In a post yesterday on the Evernote Tech Blog, Engberg says that the ACID-compliance of MySQL's default storage engine (InnoDB) is key to their synchronization model (PDF).
ACID compliance, says Engberg, ensures that the Evernote client on your desktop or mobile device can trust the reply given by the Evernote server. Atomicity means that user notes are stored accurately on the server, with all changes completed. If an API call fails, no changes are committed at all, says Engberg. "This means that if we fail trying to store the fourth image in your Note, there isn't a half-formed Note in your account and incorrect monthly upload allowance calculations to charge you for the broken upload."
Consistency means that notebooks won't be deleted with "dangling" notes. Durability means that when the server reports that a notebook has been created it really has been.
Engberg says Durability is the most important property. "If the client can't assume that changes made on the server will be Durable, then the protocol would become much more complex and inefficient. Each synchronizing client would need to constantly double-check whether the state of each server object matched the local state. Maintaining absolute consistency for an account with 20k Notes, 40k Resources, and 10k Tags would be very expensive if changes couldn't assume Durability."
The flip side, and why many services are looking to key-value data stores, is that scaling data sets can be pretty hairy. Engberg says that this is a problem Evernote has avoided by partitioning its data into 20 million data sets, "one per user."
Evernote has published a digest of its architecture if you're curious. It's a detailed (if somewhat outdated, this was from May 2011) look at how Evernote's service is structured. MySQL (running on top of Debian, in a Xen VM) holds user metadata, and file data is stored in the Linux file system.
Instead of big data, Evernote has "a lot of 'medium data' storage problems that partition neatly into a sharded architecture" says Engberg.
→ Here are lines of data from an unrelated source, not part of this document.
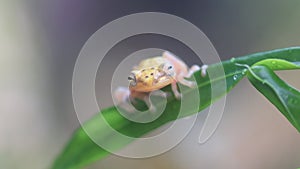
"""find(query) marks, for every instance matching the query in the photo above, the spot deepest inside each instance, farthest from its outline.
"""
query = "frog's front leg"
(123, 97)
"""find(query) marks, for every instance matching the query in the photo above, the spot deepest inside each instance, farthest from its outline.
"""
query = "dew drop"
(232, 60)
(244, 71)
(292, 101)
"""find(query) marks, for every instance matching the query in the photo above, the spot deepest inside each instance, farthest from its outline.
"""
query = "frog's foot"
(121, 96)
(175, 90)
(203, 70)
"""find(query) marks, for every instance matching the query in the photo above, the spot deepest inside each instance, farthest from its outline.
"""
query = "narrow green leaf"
(283, 96)
(81, 150)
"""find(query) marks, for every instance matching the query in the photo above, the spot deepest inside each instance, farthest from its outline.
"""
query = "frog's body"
(150, 76)
(155, 73)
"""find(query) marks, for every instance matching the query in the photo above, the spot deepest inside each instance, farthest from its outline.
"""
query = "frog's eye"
(132, 79)
(168, 69)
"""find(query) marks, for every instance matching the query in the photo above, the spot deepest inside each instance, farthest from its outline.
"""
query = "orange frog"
(153, 74)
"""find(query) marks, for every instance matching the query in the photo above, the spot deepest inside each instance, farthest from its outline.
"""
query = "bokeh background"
(40, 41)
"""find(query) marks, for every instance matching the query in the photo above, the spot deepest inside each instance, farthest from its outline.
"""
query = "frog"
(154, 73)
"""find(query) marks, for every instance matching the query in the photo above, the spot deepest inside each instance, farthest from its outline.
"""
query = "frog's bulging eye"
(132, 79)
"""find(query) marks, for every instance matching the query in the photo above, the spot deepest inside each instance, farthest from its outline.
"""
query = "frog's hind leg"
(181, 77)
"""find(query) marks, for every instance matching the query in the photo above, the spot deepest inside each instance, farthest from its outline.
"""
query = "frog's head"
(152, 78)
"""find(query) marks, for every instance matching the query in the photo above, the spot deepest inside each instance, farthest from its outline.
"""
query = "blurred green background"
(40, 41)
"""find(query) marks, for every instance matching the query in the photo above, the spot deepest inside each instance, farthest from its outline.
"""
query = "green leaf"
(82, 150)
(283, 96)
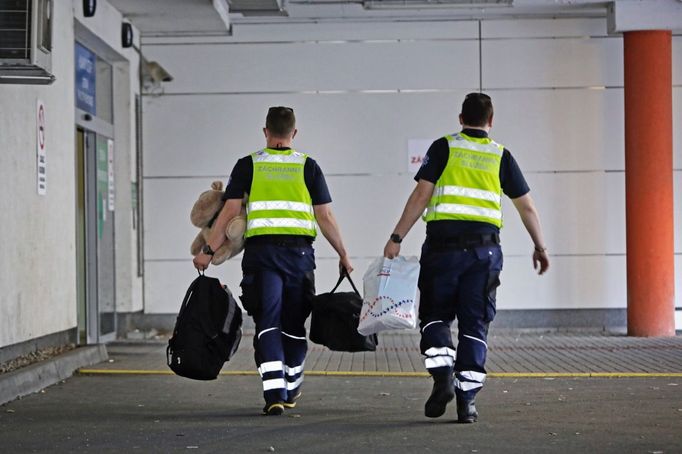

Evernote may be looking at newer tools for other projects that don't require the same ACID compliance, though. Engberg notes that Evernote's reporting and analytics system "has gradually outgrown its current MySQL platform" and is likely to be replaced. But for the user metadata, part of the core of Evernote's service? "We're relatively satisfied with sharded MySQL storage for Evernote user account metadata, even though that's not going to win any style points from the cool kids."